Bonnen did not address the most serious allegation from the meeting: that he and a Republican lieutenant offered to give media credentials to writers for a publication affiliated with Sullivan's Empower Texans in exchange for the group backing primary opponents to 10 Republican House members. Bonnen had said at the end of the legislative session in May that he would support all Republicans' reelection bids and urged his colleagues to do the same.

Sullivan described the June 12 meeting in a blog post last month, which included details about the “backroom offer” and the names of the lawmakers Sullivan said Bonnen asked him to target.

Bonnen denied the accusation in a letter to Sullivan on June 27 and he denied it again after Sullivan published his description of the meeting.

Sullivan then revealed that he had secretly made an audio recording of the meeting and he threatened to release it if Bonnen did not correct the record. He has yet to release the recording publicly, but he has invited GOP lawmakers to listen to it.

Four House members who listened to the recording have told the American-Statesman that Sullivan’s account of the meeting is accurate.

In Tuesday’s email, Bonnen opened with an apology and said he regretted what he said during the meeting.

“I said terrible things that are embarrassing to the members, to the House, and to me personally,” he wrote. “You know me well enough to know I say things with no filter. That's not an excuse for the hurtful things I said or the discussion that was had.”

In the email, Bonnen reiterated his earlier call for Sullivan to release the recording of the meeting so that “the House is no longer held hostage, and we can begin to heal.”

“I have reached out to many of you, and I want to visit with all of you,” he wrote. “I hope I have the chance to apologize to you personally. I am truly sorry from the bottom of my heart. I ask for your forgiveness, and I hope to rebuild your trust.”

Lawmakers had mixed reactions to Bonnen’s email.

Rep. Jeff Leach, R-Plano, said called his response “a strong, much-needed statement.”

“Like me, & all of us, Dennis is imperfect,” Leach wrote in a tweet. “But this statement exhibits a refreshing humility that admits missteps & seeks to make rebuild the trust that has been broken.

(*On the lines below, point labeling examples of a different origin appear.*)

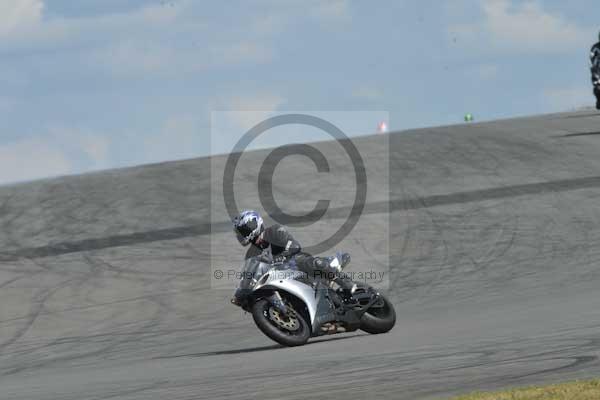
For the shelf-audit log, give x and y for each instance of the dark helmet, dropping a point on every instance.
(247, 226)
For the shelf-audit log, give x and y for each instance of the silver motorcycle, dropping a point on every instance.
(290, 307)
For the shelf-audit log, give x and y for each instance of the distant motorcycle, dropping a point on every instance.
(290, 307)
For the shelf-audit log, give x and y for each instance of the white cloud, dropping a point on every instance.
(19, 15)
(179, 138)
(524, 26)
(30, 159)
(485, 72)
(370, 93)
(245, 111)
(60, 151)
(331, 10)
(567, 99)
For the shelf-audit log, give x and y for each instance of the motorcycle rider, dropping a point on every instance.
(250, 230)
(595, 70)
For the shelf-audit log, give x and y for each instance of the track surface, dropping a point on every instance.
(494, 233)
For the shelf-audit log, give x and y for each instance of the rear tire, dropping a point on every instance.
(379, 320)
(262, 312)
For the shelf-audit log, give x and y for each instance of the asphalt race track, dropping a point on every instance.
(106, 288)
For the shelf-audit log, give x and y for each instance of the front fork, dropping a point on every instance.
(277, 301)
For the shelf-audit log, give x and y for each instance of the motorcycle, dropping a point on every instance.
(290, 307)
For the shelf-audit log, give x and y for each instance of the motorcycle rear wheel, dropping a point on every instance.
(379, 320)
(289, 330)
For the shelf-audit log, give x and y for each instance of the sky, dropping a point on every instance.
(95, 84)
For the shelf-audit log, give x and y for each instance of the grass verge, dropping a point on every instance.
(578, 390)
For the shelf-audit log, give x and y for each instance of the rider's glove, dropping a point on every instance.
(279, 258)
(236, 301)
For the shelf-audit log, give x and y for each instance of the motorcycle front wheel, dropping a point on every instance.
(290, 329)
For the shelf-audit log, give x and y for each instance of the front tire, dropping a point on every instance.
(380, 318)
(288, 330)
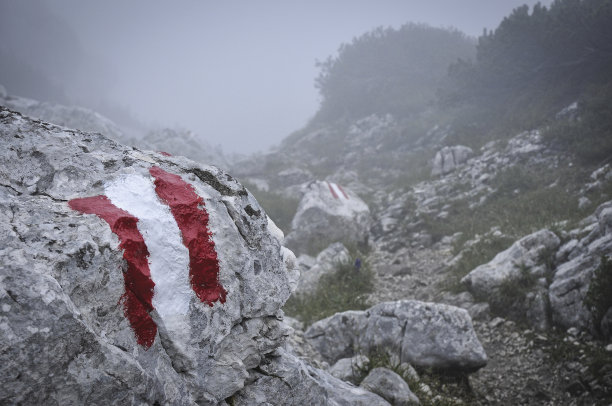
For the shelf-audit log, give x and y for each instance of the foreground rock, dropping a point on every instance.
(285, 380)
(184, 143)
(577, 260)
(427, 335)
(525, 255)
(311, 270)
(448, 158)
(348, 369)
(327, 213)
(390, 386)
(130, 277)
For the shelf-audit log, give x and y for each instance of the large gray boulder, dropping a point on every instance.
(283, 379)
(390, 386)
(349, 369)
(577, 261)
(325, 263)
(527, 253)
(130, 277)
(327, 213)
(67, 116)
(185, 143)
(427, 335)
(449, 158)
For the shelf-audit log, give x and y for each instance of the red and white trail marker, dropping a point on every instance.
(337, 191)
(163, 230)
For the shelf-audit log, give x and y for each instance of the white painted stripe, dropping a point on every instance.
(338, 191)
(168, 257)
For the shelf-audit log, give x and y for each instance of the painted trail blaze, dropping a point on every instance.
(337, 191)
(193, 222)
(187, 209)
(138, 296)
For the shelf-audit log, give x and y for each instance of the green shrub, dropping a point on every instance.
(477, 254)
(344, 289)
(599, 296)
(447, 389)
(510, 298)
(279, 208)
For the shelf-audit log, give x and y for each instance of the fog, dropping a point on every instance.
(240, 73)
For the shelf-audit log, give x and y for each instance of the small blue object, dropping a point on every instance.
(357, 264)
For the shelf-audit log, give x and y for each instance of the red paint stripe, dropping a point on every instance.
(331, 189)
(138, 296)
(192, 220)
(343, 192)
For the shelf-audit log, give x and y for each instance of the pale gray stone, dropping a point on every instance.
(422, 334)
(390, 386)
(349, 369)
(322, 219)
(448, 158)
(326, 262)
(283, 379)
(64, 338)
(527, 252)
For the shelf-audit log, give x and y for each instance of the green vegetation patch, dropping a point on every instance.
(279, 208)
(599, 296)
(472, 256)
(526, 199)
(445, 389)
(344, 289)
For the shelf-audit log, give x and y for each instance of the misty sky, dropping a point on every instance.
(240, 73)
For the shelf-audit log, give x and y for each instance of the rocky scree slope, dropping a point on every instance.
(516, 194)
(102, 300)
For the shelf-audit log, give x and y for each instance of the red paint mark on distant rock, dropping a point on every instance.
(331, 189)
(192, 220)
(343, 192)
(138, 296)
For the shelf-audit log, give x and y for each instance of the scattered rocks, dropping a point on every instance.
(425, 335)
(390, 386)
(283, 379)
(326, 262)
(349, 369)
(86, 316)
(485, 280)
(327, 213)
(448, 158)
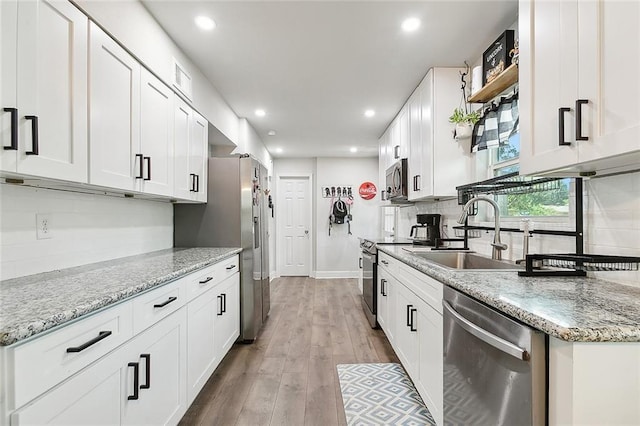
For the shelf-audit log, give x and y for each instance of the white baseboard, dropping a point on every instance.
(336, 274)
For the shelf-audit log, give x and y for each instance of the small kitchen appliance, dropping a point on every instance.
(427, 231)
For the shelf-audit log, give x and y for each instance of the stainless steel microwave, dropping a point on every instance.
(396, 182)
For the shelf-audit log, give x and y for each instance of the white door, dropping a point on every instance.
(294, 226)
(52, 90)
(156, 135)
(114, 129)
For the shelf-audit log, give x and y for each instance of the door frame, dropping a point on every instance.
(279, 178)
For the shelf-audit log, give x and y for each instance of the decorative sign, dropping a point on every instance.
(368, 190)
(496, 58)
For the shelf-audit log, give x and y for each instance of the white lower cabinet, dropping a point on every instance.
(412, 320)
(144, 372)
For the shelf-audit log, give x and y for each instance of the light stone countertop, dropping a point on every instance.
(36, 303)
(570, 308)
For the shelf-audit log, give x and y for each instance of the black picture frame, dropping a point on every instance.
(496, 58)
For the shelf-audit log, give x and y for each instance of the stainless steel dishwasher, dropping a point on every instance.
(495, 370)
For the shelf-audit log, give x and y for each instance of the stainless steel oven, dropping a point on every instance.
(369, 268)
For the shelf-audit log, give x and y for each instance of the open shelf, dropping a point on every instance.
(507, 78)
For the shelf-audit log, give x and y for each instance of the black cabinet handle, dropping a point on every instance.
(147, 374)
(206, 280)
(561, 112)
(34, 135)
(148, 160)
(14, 129)
(169, 300)
(140, 159)
(412, 326)
(579, 104)
(136, 381)
(101, 335)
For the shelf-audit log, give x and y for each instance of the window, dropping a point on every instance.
(554, 202)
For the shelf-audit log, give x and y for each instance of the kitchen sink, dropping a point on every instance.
(465, 260)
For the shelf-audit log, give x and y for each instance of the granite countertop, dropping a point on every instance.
(36, 303)
(569, 308)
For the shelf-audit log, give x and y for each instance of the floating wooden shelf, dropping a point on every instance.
(507, 78)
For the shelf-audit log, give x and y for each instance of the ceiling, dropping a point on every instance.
(316, 66)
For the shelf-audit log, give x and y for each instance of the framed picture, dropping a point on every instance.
(496, 58)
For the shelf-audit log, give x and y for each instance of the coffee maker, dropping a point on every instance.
(427, 231)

A great step forward for him & the Texas House.”

But Rep. Jonathan Stickland, a close ally of Empower Texans' who is not seeking reelection in 2020, said Bonnen's apology wasn't enough. Stickland said he listened to Sullivan's recording last week.

"The apology Bonnen issued does not address any of the major concerns people should have about this situation," he said. "He lied and he didn't apologize for lying. He apologized for saying mean things about members."

Carrollton Rep. Michelle Beckley — one of two Democrats Bonnen offered “amusing (if slightly vulgar) comments" about during the meeting, according to Sullivan — told The Dallas Morning News that she accepted Bonnen’s apology and was ready to move on.

“He is a first-time speaker, first and only,” she said. “I don't think he'll be reelected. He caused this himself. He should know better.”

Rep. Tan Parker, R-Flower Mound, one of the 10 members that Sullivan said Bonnen wanted to see defeated, said Tuesday in a statement issued after Bonnen's apology that he had listened to the recording and that "it was very apparent that our speaker and caucus chairman did engage in targeting specific members of the Republican caucus."

"I find this reckless ambition to be absolutely disgusting," Parker said. "The disparaging commentary that was also heard was the epitome of disrespect and a clear attack on the values of the Republican Party and the integrity we have established in the Texas House."

Parker didn't address Bonnen's apology, but called on House Republicans to investigate Bonnen's actions.